Did Single Node installation of dremio in unix env. And node running dremio is not part of HDFS cluster. So can’t access cluster from Dremio node. But can access clusters with specified principal from cluster edge nodes.

@yufeldman
Using dremio Community edition. Can you please confirm if this edition support specifying kerberos details in Source property?

This is Dremio property is not useful while trying to connect to HDFS cluster.
Essentially in order to connect to multiple HDFS clusters you need to make sure that principal you start Dremio with is accepted in both clusters. You can’t use one principal to start Dremio while trying to use different one(s) to connect to your clusters.

Did you use the same principal to access both?

No principal are different for both clusters. As REALM is different for each cluster. Node running dremio is not Kerberized yet but clusters are and have different principals.

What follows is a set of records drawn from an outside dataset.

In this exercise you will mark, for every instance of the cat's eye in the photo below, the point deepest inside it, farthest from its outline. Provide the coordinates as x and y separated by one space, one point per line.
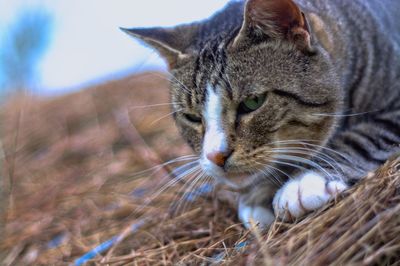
193 118
251 104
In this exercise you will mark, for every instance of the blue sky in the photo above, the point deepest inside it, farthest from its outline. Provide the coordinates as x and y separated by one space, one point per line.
87 45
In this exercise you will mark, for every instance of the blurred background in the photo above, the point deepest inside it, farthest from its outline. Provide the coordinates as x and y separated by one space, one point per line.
54 47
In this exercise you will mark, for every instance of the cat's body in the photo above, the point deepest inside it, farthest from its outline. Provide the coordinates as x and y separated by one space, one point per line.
314 96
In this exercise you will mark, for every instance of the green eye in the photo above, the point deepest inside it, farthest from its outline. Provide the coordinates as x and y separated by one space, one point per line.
251 104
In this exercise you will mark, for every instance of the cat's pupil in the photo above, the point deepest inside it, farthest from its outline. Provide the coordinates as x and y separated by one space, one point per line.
193 118
251 104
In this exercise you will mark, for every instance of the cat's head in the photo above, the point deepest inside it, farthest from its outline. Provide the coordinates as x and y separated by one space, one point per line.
243 97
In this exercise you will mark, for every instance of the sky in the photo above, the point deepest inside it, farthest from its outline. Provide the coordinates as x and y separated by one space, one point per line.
87 45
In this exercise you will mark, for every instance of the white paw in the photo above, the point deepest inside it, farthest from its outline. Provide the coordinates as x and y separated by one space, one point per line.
256 215
304 194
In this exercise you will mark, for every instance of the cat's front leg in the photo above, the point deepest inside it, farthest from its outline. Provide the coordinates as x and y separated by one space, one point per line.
307 192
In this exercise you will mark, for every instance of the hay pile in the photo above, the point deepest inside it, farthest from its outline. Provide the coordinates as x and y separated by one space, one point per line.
69 186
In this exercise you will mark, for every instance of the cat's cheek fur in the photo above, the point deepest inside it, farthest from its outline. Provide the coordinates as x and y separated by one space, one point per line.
257 215
306 193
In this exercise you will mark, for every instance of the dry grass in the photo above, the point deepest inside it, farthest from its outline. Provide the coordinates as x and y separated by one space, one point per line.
69 184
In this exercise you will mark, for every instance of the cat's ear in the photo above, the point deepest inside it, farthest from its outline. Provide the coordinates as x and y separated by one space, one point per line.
274 19
171 43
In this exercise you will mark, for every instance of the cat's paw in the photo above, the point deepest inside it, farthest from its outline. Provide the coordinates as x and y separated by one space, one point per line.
257 215
304 194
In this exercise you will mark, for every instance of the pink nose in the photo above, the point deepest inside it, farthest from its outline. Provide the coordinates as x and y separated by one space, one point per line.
219 158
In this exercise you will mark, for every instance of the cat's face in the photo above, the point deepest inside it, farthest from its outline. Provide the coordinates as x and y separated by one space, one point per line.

OK, so I would imagine that you need set up your principal to be accessible from both clusters.
You may want to take a look here: https://community.hortonworks.com/articles/18686/kerberos-cross-realm-trust-for-distcp.html
To see what you need for cross cluster realms trust. It may not be as complex, but you definitely need a principal that is trusted on both clusters.

Thank you @yufeldman & @balaji.ramaswamy for looking into it.

Hi,

@Monika_Goel did you able to access multiple HDFS source with different kerberos setup?

If yes, could you please tell how did you achieve that. I want to add the multiple HDFS source in DREMIO.